How To Not Burn A Bridge When You Quit A Job

I was recently on the phone with a reporter who was working on a story about how to gracefully leave a job and company.  I gave her my advice and then thought that since we are starting to see a bit of good news on the job creation front and our most recent Employment Survey says that 21% of us will look to leave our current company when the economy rebounds, it is a good time to explore how to not burn a bridge when you leave a job.

  • Ensure there is no shock and awe.

There is nothing wrong with a little surprise and a hefty amount of disappointment when you leave a job, but there is no reason for your boss to be shocked.  It’s a fine balance between being open and being too open about the fact that you are thinking about leaving a company.

The trick is to find the middle ground so that you can have enough conversations about what you want to do next with your career so that when the day comes to resign your boss can’t say that you didn’t tell him or her what was in your head. By opening up these discussions about your ambitions, dreams and performance at least three months ahead of time it gives the company enough time to respond and listen.  These early-on discussions are not a hard and fast conversation that you are leaving the company, but are about helping your boss to understand what you are looking for in the future so that if your employer’s career promises for you are not fulfilled, they will at least understand, and more importantly be able to tell upper management that this was not something new that just came up.  This protects them from having to say that they were totally blindsided, which would make them look like they were not managing you well.
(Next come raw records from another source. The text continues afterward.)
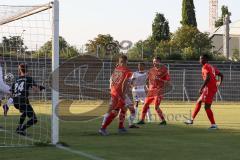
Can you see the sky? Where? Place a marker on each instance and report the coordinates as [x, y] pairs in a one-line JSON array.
[[82, 20]]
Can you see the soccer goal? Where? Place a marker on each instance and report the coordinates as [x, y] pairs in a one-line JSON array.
[[30, 35]]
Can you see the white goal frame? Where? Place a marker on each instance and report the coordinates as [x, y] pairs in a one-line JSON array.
[[55, 58]]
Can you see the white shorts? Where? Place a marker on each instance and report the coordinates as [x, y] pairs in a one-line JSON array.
[[139, 94], [128, 102]]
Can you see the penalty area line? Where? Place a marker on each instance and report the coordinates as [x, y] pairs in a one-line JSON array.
[[80, 153]]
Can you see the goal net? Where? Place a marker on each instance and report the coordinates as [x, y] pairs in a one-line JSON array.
[[29, 35]]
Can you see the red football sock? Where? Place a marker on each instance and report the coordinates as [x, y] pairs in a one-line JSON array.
[[160, 114], [210, 115], [144, 112], [122, 118], [109, 119], [197, 109]]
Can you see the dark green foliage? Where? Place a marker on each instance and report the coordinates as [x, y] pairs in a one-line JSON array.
[[188, 13]]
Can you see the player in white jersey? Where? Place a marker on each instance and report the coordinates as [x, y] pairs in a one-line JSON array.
[[139, 88]]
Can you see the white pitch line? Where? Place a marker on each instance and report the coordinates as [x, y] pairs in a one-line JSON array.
[[92, 157], [80, 153]]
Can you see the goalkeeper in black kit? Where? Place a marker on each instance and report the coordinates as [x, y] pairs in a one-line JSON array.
[[20, 92]]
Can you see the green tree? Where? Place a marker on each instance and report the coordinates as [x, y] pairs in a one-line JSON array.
[[225, 12], [236, 55], [192, 42], [103, 45], [168, 50], [66, 50], [188, 13], [160, 28]]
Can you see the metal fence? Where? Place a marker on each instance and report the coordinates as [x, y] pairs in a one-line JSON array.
[[90, 79]]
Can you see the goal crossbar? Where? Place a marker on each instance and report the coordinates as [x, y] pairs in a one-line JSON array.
[[31, 11]]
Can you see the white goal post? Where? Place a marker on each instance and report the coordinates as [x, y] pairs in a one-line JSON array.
[[8, 17]]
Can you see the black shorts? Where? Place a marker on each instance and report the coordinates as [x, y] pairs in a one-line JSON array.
[[24, 107]]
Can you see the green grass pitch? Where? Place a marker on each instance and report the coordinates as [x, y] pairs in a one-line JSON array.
[[175, 141]]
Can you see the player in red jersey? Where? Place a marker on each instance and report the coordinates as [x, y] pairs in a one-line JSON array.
[[119, 83], [207, 90], [157, 78]]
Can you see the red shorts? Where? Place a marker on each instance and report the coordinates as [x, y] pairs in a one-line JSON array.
[[156, 100], [116, 102], [207, 96]]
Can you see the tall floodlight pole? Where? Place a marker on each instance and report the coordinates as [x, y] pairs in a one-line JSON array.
[[213, 14], [226, 37]]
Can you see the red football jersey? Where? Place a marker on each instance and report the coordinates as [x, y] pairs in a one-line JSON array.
[[117, 79], [156, 79], [212, 71]]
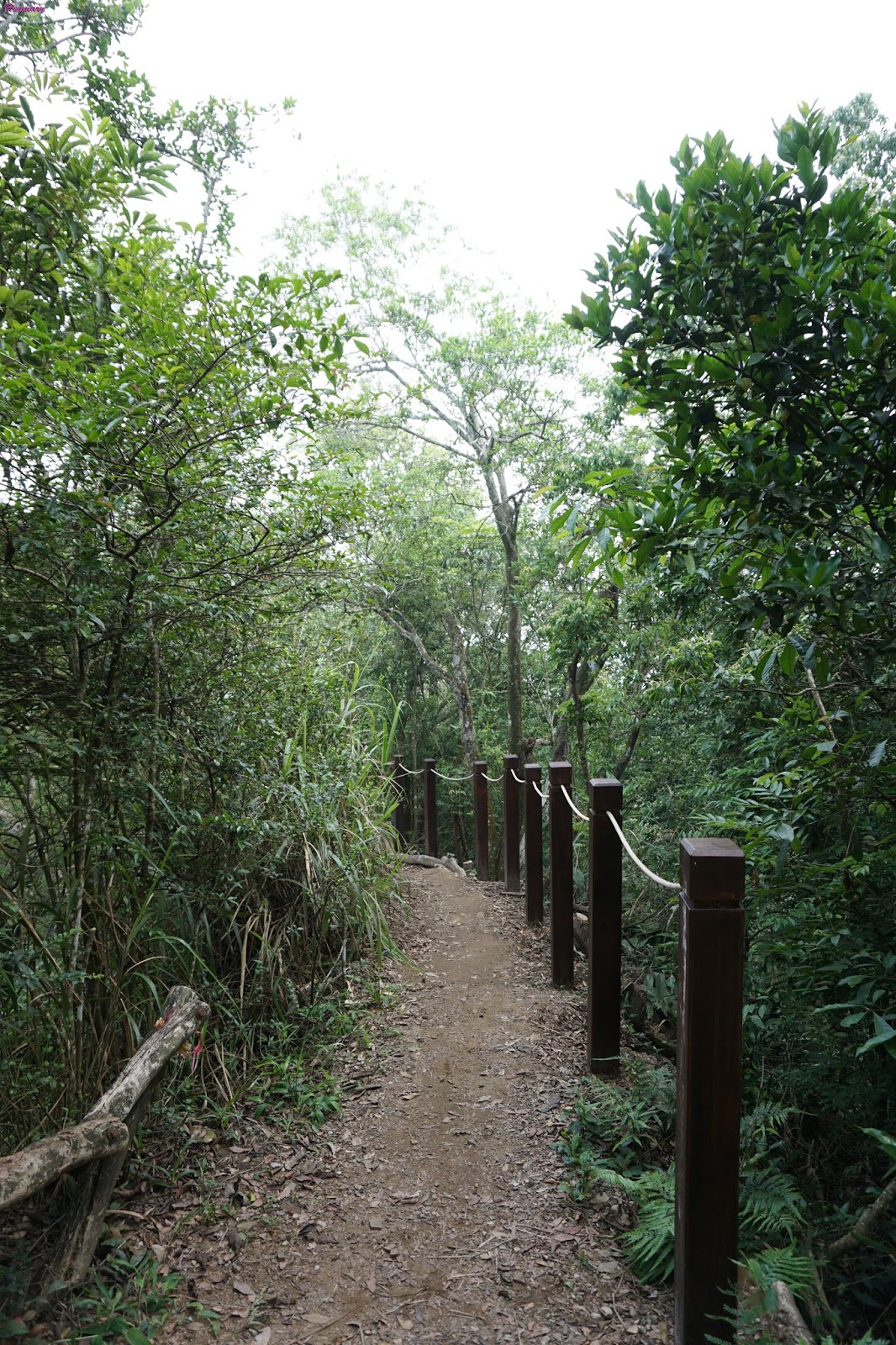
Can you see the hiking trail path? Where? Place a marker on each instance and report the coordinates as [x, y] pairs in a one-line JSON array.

  • Don’t leave your peers unprepared.

Nothing is worse than someone leaving a company shortly after having taken on a new project or assignment, independently approving something that others now need to follow through with, or recruiting in new people on the team with them thinking that you are going to be with the company for a long time.

Three months ahead of when you think you might be leaving the company, or even further out if that is when you make up your mind it is time for a move, is the time to start working much more collaboratively and bringing in others on any decision, any hire, any major spending or investing decisions, etc. You have a pretty good idea who will be picking up the slack once you are gone. Those are the people who you need to start including without them overtly knowing it – preparing them to take over when you are gone.

This might mean giving up some authority and independence now, but think beyond that and do what is right for the team and lay the groundwork early.  Whether they ever tell you are not, they will appreciate the consideration.

  • Don’t entertain a counter-offer.

Unless you are waffling or using the threat of leaving as a way to get something you wanted but couldn’t, then don’t allow your boss to go and put together a counter-offer for you to stay.  Counter-offers always upset the apple cart with internal pay equity, etc. and if they don’t work to retain you then everyone feels like they wasted time and energy and worse yet, the company may have to unnaturally make some other changes just because they brought up the potential changes for you.

Be clear there is nothing they can do to keep you there and that you are not running away from your company but running towards something new, exciting, challenging and different.  It’s even better if you are going to another company or another role that is impossible for you to get within your current company because that job is already taken or not available. However this is not always the case so you have to make your expectations clear from the first conversation that you don’t want and won’t entertain a counter-offer.

  • Be flexible on timing and work to be done.

Your new company wants you yesterday and your current company wants you to finish up a few things for the next month.  If you can find a way to be more flexible to your current employer than your new company, then you will win points in the future with your current boss and team.  Remember, you will likely need them for references in the future.

  • Work as hard the last week on the job as you did your first week.

I am always impressed with the person who is still in their office late on their last day of work.  There is something good about this story versus the story of the person who just hung around and did nothing.  Of course there will be meetings that you won’t be invited to and decisions made without you, but there is plenty to be done and being the person who turns off the lights on your last day in the office is a good emotional and professional closure.